In the past, Mr. Derakhshan was strongly critical of Iran’s conservatives but in the past year he has expressed support for hardline President Mahmoud Ahmadinejad and his defiant stance against the West.
He has also criticised the positions of Israel and the United States on Iran’s nuclear programme, which they charge is cover for a weapons drive, something Tehran strongly denies.
The blogger has also been critical of many Iranian reformists and human rights activists.
Mr.
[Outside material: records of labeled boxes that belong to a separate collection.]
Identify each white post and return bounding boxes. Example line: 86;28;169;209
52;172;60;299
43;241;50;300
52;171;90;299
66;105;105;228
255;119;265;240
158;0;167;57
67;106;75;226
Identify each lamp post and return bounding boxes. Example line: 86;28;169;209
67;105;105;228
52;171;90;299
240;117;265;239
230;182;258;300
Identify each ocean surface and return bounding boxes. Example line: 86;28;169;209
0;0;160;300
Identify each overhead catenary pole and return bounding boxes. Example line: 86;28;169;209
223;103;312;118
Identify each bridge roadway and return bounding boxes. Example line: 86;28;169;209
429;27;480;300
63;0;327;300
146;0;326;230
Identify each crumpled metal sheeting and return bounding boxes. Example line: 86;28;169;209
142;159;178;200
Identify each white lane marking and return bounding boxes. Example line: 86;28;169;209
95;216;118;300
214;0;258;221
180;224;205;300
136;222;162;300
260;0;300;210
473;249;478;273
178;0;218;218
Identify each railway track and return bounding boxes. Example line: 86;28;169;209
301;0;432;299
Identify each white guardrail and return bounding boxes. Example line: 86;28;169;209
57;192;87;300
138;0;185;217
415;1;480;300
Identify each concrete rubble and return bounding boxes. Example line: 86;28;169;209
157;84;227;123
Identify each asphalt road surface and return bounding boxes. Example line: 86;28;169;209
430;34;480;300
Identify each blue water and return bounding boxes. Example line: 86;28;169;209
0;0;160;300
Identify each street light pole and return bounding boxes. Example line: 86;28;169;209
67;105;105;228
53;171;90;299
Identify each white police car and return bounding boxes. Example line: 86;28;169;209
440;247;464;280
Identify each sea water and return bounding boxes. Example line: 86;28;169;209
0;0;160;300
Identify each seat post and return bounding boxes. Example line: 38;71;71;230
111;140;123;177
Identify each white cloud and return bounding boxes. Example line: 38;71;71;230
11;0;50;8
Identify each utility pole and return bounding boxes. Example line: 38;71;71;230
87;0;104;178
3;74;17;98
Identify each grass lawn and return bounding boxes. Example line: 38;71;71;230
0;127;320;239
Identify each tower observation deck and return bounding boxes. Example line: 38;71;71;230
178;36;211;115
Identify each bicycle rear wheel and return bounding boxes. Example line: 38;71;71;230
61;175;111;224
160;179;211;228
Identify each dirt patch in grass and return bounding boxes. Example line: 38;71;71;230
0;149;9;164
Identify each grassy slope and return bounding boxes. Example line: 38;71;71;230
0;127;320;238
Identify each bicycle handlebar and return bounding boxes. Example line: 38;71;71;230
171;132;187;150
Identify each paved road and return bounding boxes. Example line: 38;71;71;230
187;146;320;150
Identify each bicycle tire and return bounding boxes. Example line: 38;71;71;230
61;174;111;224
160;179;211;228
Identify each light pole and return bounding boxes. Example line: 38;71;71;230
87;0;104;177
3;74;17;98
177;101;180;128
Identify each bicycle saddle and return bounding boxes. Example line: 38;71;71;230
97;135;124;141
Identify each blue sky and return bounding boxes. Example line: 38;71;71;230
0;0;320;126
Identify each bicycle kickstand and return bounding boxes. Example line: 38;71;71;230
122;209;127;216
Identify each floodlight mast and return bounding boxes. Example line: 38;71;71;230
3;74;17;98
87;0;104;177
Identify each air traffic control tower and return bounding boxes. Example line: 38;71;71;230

Derakhshan’s blog is filtered by many Internet service providers in Iran, which has blocked access to more than five million Internet sites, whose content is mostly perceived as immoral, un-Islamic or anti-social.
Several bloggers have been detained over their writings and on Tuesday the Iranian parliament adopted legislation that imposes jail terms of up to two years and fines for those convicted of Internet crimes.
The offences include “spreading lies” which disturb public mind as well as publishing and promoting pornographic material on the web, news agencies reported.
It also penalises service providers who fail to filter material branded as illicit by a watchdog body.
It is not the first time that Iran has detained a dual national.
Iranian-Canadian photojournalist Zahra Kazemi died while in custody in 2003 after being detained for photographing a demonstration outside a Tehran prison.
In May 2007, US-Iranian academics Haleh Esfandiari and Kian Tajbakhsh along with California-based peace activist Ali Shakeri were arrested and held for more than 100 days, also on suspicion of causing harm to national security.